Songbirds Guitar Museum
Songbirds Guitar Museum has hosted a steady stream of guitar-centric artists since the museum’s opening in early 2017. Songbirds, which will continue to schedule more intimate performances in the museum space upstairs, recently took over operation of downstairs neighbor The Revelry Room and will soon be hosting larger shows there under the Songbird name. “The Songbirds Museum itself is constantly a work in progress. You have a vision when you open a business, but you don’t know exactly how it will go. We started with Vince Gill. Then I brought in Tommy Emmanuel, one of the top 10 guitarists in the world. While we were setting up some of our gear, I saw a Dick Dale guitar, and I thought I could probably get him in here too,” says Dougher, who lured Dale, the legendary surf rock guitarist, to town last year.
“All of the shows were really successful. We thought well if it worked once it will work twice. Let’s try it again. It’s sort of grown to the point that we’re now doing two, three, sometimes four shows a week. I know how blessed I am to have the opportunity to come in and help the guys here at Songbirds. When I have a 15-time Grammy winner turn around as he’s leaving say ‘Please call my agent tomorrow and put another show on the books. I can’t wait to come back and play.’ You know you’re doing something good. It feels so good.”
The Signal is Chattanooga’s newest venue. Recently opened in the former Jump Park space on Chestnut Street, it is poised to extend the entertainment district even deeper into the Southside. With a strong initial opening and an eclectic list of acts booked, the 1300 guest capacity of The Signal fills the void, left when Track 29 ceased booking concerts when its location at The Chattanooga Choo Choo was slated for redevelopment into apartments.

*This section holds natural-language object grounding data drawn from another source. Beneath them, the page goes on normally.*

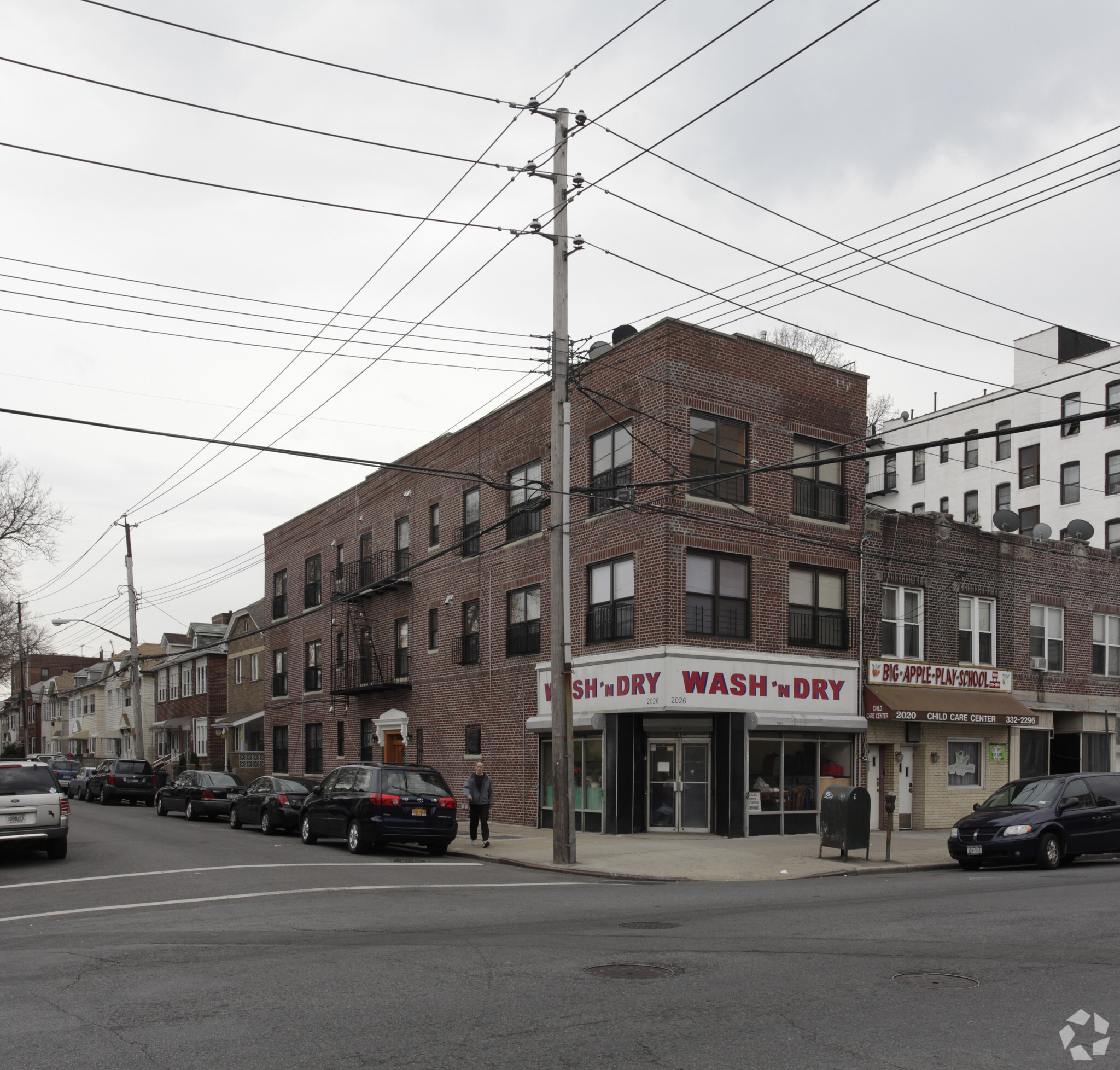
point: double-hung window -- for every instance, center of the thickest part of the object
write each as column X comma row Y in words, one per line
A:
column 1106, row 644
column 903, row 620
column 817, row 609
column 526, row 501
column 818, row 485
column 1071, row 407
column 1071, row 483
column 971, row 450
column 717, row 446
column 611, row 601
column 717, row 595
column 313, row 577
column 612, row 469
column 918, row 467
column 1047, row 637
column 471, row 515
column 1112, row 473
column 313, row 666
column 523, row 627
column 1002, row 440
column 976, row 631
column 1029, row 467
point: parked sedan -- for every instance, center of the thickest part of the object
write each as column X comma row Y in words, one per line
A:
column 1047, row 821
column 80, row 781
column 273, row 802
column 200, row 795
column 370, row 805
column 121, row 778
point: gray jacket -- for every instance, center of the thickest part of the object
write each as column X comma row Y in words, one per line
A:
column 480, row 797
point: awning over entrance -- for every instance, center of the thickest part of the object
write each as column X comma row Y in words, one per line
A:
column 935, row 705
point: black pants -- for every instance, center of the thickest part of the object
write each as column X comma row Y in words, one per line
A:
column 480, row 813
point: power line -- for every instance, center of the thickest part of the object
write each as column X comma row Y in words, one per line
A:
column 295, row 55
column 259, row 193
column 269, row 123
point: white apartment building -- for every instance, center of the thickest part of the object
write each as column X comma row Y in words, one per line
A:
column 1053, row 475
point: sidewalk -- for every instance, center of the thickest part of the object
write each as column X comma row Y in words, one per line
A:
column 698, row 857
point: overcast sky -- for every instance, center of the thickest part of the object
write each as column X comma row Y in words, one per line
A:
column 908, row 103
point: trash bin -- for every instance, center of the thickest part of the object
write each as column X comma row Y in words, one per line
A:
column 846, row 819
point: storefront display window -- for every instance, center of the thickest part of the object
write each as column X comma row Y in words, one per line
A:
column 965, row 768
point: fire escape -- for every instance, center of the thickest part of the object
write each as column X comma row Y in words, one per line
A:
column 357, row 668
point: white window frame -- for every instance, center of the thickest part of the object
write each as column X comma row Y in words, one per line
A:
column 1104, row 623
column 1041, row 617
column 901, row 623
column 975, row 614
column 982, row 764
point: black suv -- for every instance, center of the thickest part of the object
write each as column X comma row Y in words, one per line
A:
column 1047, row 821
column 374, row 805
column 122, row 778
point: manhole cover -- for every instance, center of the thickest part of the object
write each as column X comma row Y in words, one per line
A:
column 631, row 972
column 937, row 981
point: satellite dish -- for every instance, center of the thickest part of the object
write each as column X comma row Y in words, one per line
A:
column 1081, row 530
column 1006, row 520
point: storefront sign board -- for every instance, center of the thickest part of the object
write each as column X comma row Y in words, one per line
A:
column 697, row 679
column 920, row 673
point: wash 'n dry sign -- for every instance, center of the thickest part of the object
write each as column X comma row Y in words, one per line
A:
column 709, row 681
column 920, row 673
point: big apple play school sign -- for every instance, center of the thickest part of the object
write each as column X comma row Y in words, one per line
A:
column 681, row 678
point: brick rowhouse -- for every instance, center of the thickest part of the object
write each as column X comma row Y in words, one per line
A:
column 967, row 707
column 696, row 601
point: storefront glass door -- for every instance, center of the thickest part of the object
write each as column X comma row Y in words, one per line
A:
column 678, row 786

Managing The Signal is JR Facility Management, which operates the Marathon Music Works and Exit/In venues in Nashville and The Truman in Kansas City. JR brings considerable expertise to the Chattanooga music market. “We try not to have any limitations as far as genre goes. We’re pretty proud of how eclectic and how diverse our lineups are and we think there’s a certain type of person for a certain type of artist in every city. We’ve got EDM and country and some tribute acts, some hip-hop and heavier stuff. All sorts of stuff. We’re proud to offer that diversity in our lineups and our bookings,” says The Signal’s Marketing Manager Jeremy Hicks.
Another new venue, The Caverns, is an hour’s drive from downtown Chattanooga in Pelham, Tennessee at the foot of Monteagle Mountain. As its name suggests, the performance hall is in an underground cavern. While the subterranean nature of the venue might be problematic for the claustrophobic, those who make that journey into the earth will be rewarded with a world-class lineup of bluegrass, country, and Americana artists. The Caverns is the new permanent home to the award-winning PBS television program Bluegrass Underground which recently moved from The Volcano Room at Cumberland Caverns in nearby McMinnville.
Barking Legs Theater
While it remains to be seen whether this recent live music renaissance will result in even more new venues coming online in Chattanooga, all the pieces—and the people—are in place for a sustained and vibrant live music landscape. From small grassroots rock clubs like JJ’s Bohemia and eclectic listing room Barking Legs Theater to the largest halls in town, Chattanooga has a stage for artists of every imaginable genre and an enthusiastic audience that is ready to listen.